Strangeness Production and Color Deconfinement

TL;DR

This paper demonstrates that strangeness suppression in high-energy collisions diminishes near the quark-hadron transition temperature, indicating the onset of color deconfinement and the achievement of full equilibrium in the produced medium.

Contribution

It introduces a universal suppression factor gamma_s that depends on initial entropy density or temperature, linking strangeness production to the deconfinement transition.

Findings

Gamma_s increases from 0.5 to 1.0 around T_c=160 MeV.

Strangeness suppression disappears at the deconfinement transition.
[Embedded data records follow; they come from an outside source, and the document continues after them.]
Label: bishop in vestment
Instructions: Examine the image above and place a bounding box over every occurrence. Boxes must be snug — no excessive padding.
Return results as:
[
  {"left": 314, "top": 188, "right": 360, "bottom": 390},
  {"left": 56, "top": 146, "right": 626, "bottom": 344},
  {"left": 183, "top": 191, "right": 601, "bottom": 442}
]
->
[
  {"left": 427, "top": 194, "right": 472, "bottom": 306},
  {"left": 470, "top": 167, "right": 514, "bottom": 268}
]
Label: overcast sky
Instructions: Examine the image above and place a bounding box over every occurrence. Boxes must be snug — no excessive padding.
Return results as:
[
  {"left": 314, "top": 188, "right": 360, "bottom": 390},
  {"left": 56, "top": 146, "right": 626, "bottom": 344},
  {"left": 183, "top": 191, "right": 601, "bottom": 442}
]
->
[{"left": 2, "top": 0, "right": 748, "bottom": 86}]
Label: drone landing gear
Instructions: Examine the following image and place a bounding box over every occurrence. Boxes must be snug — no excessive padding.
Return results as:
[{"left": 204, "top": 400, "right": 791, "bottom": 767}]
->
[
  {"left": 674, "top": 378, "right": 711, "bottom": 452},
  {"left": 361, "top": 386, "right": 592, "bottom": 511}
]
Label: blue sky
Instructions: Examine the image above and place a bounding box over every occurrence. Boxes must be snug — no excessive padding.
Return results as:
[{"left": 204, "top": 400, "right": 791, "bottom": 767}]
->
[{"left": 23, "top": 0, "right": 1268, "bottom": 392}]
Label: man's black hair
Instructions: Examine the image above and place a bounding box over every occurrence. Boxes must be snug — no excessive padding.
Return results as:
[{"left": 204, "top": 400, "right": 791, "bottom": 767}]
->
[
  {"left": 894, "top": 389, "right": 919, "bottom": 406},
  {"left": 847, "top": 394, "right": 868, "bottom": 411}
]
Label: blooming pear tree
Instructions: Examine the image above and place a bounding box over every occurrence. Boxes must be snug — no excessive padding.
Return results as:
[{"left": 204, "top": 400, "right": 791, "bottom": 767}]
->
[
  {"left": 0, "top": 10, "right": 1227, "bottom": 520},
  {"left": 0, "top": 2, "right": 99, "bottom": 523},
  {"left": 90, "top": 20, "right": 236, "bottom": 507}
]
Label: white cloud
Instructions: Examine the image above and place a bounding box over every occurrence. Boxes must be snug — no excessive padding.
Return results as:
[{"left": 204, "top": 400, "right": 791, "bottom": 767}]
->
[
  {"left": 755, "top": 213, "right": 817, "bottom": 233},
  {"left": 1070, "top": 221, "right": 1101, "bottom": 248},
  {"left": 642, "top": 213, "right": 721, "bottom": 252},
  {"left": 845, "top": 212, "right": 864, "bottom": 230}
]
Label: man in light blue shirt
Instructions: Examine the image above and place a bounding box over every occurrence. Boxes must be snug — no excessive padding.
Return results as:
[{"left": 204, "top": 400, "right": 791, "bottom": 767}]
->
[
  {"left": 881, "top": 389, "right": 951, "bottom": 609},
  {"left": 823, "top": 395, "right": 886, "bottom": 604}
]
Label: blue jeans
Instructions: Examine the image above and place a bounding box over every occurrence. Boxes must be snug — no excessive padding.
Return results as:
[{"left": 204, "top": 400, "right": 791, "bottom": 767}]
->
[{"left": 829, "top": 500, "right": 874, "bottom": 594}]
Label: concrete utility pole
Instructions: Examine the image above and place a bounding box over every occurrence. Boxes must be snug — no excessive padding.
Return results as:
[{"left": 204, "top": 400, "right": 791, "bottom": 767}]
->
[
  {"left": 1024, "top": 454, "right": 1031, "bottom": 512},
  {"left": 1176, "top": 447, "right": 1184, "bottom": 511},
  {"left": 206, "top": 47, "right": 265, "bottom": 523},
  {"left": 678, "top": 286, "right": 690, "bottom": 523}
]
Full equilibrium resonance gas behavior is achieved post-transition.

Abstract

The relative multiplicities for hadron production in different high energy collisions are in general well described by an ideal gas of all hadronic resonances, except that under certain conditions, strange particle rates are systematically reduced. We show that the suppression factor gamma_s, accounting for reduced strange particle rates in pp, pA and AA collisions at different collision energies, becomes a universal function when expressed in terms of the initial entropy density s_0 or the initial temperature T of the produced thermal medium. It is found that gamma_s increases from about 0.5 to 1.0 in a narrow temperature range around the quark-hadron transition temperature T_c = 160 MeV. Strangeness suppression thus disappears with the onset of color deconfinement; subsequently, full equilibrium resonance gas behavior is attained.